Huh? I agree with Pallotta that there needs to be more risk and experimentation with fundraising. But I would take this much further. Fundraising isn’t just a “necessary expense,” rather a nonprofit’s resource engine must be fully integrated with and equal to its programs and operations. We have to move away from the term “fundraising,” which has come to mean galas, direct mail campaigns (which Godin abhors), and foundation grants that are conducted in a vaccuum completely separate from and organization’s programs and operations. Fundraising has become akin to a gerbil on a treadmill where nonprofits go from grant to grant, direct mail response to direct mail response, email campaign to email campaign, working their fundraisers to the bone trying to make the dollars coming in the door equal the dollars going out the door to run their programs.

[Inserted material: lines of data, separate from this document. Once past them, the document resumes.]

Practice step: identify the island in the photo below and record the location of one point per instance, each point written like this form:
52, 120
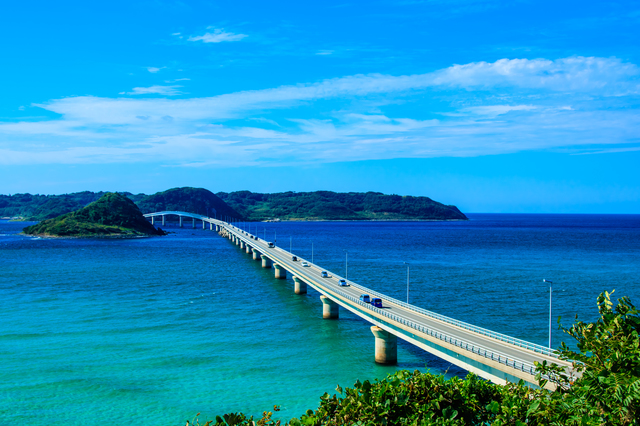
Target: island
328, 205
112, 216
245, 205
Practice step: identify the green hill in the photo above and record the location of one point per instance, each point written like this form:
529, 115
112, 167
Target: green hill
245, 205
327, 205
187, 199
113, 215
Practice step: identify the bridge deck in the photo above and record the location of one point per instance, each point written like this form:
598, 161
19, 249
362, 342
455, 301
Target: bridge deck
491, 355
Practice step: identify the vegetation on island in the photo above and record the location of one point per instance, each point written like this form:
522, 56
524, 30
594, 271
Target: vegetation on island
327, 205
187, 199
113, 215
245, 205
40, 207
606, 390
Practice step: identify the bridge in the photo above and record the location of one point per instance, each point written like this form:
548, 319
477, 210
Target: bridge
491, 355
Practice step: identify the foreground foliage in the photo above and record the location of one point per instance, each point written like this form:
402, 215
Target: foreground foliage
606, 390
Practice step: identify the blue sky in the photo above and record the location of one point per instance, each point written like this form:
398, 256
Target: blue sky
516, 106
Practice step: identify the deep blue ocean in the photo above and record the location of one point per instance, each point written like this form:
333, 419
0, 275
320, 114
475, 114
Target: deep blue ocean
152, 331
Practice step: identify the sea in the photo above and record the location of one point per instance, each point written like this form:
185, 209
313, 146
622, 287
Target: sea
153, 331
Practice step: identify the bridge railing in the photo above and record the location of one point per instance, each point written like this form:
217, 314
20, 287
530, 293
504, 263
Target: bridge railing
480, 330
476, 349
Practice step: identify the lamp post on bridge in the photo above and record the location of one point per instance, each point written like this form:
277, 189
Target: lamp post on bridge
550, 294
407, 281
346, 264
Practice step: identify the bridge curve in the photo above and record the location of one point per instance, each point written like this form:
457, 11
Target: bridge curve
491, 355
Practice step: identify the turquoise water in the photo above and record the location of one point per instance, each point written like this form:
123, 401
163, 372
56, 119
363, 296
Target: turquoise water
153, 331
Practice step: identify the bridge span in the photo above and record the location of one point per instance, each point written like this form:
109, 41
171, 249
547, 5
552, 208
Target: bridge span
491, 355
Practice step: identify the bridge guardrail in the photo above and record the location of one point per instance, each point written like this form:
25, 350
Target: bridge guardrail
479, 350
480, 330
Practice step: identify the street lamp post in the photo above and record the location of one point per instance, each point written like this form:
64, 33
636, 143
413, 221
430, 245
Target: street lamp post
550, 294
346, 264
407, 281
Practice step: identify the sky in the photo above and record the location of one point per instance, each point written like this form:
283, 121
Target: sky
492, 106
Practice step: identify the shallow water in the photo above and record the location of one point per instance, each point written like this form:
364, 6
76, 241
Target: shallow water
156, 330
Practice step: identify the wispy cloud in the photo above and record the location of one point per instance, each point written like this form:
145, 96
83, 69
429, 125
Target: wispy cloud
218, 36
154, 90
505, 106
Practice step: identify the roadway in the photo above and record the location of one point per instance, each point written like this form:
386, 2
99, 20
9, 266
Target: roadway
425, 329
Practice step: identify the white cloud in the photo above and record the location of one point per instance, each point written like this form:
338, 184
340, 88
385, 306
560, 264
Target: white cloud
154, 90
517, 105
218, 36
495, 110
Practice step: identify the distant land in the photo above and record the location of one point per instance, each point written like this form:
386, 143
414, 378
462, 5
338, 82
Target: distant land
112, 215
244, 205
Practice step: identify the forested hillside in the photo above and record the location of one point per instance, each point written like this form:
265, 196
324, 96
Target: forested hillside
245, 205
112, 215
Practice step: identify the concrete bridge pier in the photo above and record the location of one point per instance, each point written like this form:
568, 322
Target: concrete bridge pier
300, 287
386, 346
329, 308
256, 254
280, 272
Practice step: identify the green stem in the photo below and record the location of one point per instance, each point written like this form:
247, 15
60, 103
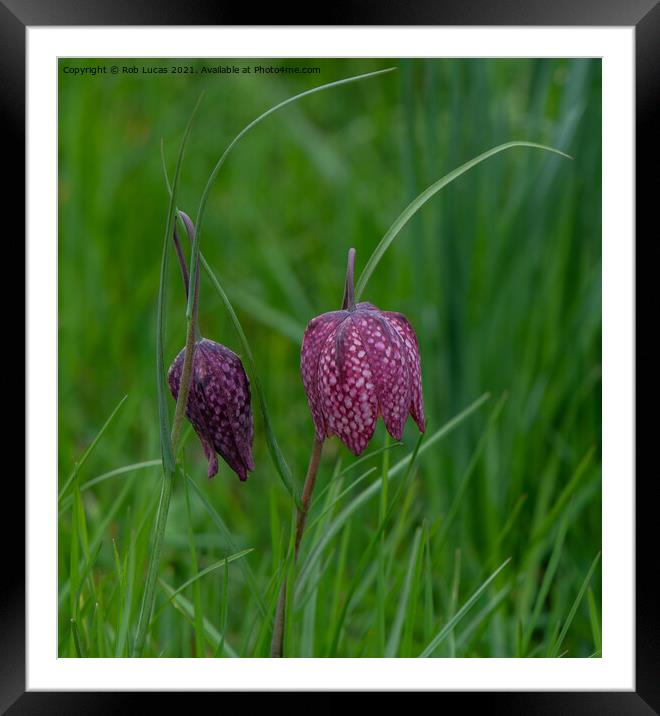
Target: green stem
154, 561
277, 644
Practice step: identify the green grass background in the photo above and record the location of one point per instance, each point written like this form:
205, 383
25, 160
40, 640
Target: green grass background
500, 274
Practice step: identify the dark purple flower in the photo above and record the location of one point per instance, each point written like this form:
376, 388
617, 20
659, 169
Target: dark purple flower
218, 405
357, 364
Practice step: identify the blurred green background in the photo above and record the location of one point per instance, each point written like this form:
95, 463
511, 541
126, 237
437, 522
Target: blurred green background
500, 274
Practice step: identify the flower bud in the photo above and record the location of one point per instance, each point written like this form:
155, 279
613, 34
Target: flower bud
218, 405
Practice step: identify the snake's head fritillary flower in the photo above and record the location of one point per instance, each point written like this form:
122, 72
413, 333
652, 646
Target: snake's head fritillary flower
358, 364
218, 405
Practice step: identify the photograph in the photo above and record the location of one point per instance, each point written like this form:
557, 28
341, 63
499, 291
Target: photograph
329, 354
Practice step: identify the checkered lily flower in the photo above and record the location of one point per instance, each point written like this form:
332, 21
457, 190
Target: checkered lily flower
358, 364
218, 405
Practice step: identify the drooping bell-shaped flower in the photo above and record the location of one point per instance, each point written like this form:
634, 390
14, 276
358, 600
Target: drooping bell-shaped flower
218, 405
358, 364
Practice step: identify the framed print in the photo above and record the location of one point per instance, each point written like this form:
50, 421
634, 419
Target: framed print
330, 356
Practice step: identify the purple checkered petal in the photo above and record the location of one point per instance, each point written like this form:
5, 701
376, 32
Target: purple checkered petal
218, 405
357, 364
347, 390
388, 366
401, 324
317, 333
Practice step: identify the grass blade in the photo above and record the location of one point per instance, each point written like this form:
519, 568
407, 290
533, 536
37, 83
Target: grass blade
419, 201
374, 489
574, 607
395, 635
211, 633
448, 627
88, 452
167, 450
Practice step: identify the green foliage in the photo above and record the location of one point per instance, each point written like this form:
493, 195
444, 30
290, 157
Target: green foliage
484, 542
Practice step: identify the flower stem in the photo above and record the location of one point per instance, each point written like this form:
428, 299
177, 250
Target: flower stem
277, 644
348, 304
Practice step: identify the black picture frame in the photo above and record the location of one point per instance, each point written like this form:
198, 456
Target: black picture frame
644, 15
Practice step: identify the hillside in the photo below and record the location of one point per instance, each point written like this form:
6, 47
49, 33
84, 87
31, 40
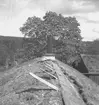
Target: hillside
64, 85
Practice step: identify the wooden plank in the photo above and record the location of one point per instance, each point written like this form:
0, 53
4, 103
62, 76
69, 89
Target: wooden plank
69, 92
43, 81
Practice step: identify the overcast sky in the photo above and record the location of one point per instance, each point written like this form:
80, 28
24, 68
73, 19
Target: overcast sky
13, 13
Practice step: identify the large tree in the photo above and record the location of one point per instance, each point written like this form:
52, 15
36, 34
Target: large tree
64, 30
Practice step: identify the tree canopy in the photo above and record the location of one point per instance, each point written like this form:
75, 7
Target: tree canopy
64, 30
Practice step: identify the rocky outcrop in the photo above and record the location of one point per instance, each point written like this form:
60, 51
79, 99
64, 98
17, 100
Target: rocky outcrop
18, 87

That is “ass-backwards.” The only effective way for a nonprofit to achieve its mission, and ultimately social impact, is to fully integrate their programs (the social impact they are trying to achieve) with their core competencies (what they do better than anyone else) and their overall resource engine. This overall resource engine must be a diverse combination of activities that generate support for and work with, not detract from, the mission of the organization and the organization’s core competencies, like this:
I’ve written about this critical alignment before, and it seems to me that this integration of the three core activities of a nonprofit are rarely integrated effectively, or even recognized by those commenting on the sector, like Pallotta and Godin. Any marketing or revenue-generating activities that a nonprofit embarks on must be chosen and invested in–with resources like money, staff, board and volunteer time–in accordance with the organization’s mission and core competencies. And the marketing and revenue-generating activities from which a nonprofit can choose include things such as: individual donor cultivation, solicitation and stewardship; direct mail acquisition; online fundraising; foundation grants; earned income businesses; and yes, even social media. Just as nonprofits should not shy away from social media because they are afraid of risk and change, they also shouldn’t run towards it if it doesn’t make sense in the overall picture of how they can effectively integrate their mission and core competencies to create a sustainable resource engine.
Nonprofits shouldn’t fear social media, nor any other technological, social, or financial shift in our world. Nonprofits, just like any other entity, need to be aware of their environment and adapt their business to survive and thrive in that changing environment. But it all has to be based on an integrated strategy. Yes, be open to new things like social media and experiment to see how this new development might enhance or contribute to your mission, and your resource engine, while working with your core competencies. But don’t blindly go there without understanding how it fits.
The bottomline is that the pace of change is speeding up for all of us. Nonprofits have to be more open to change, yes, but any change still has to be digested and made part of an overall strategy that integrates mission, competency and resources. I think Godin would be the first to agree that we are nothing without an integrated strategy. So don’t jump on that bandwagon without one, just because Godin tells you that you are “paralyzed in fear.”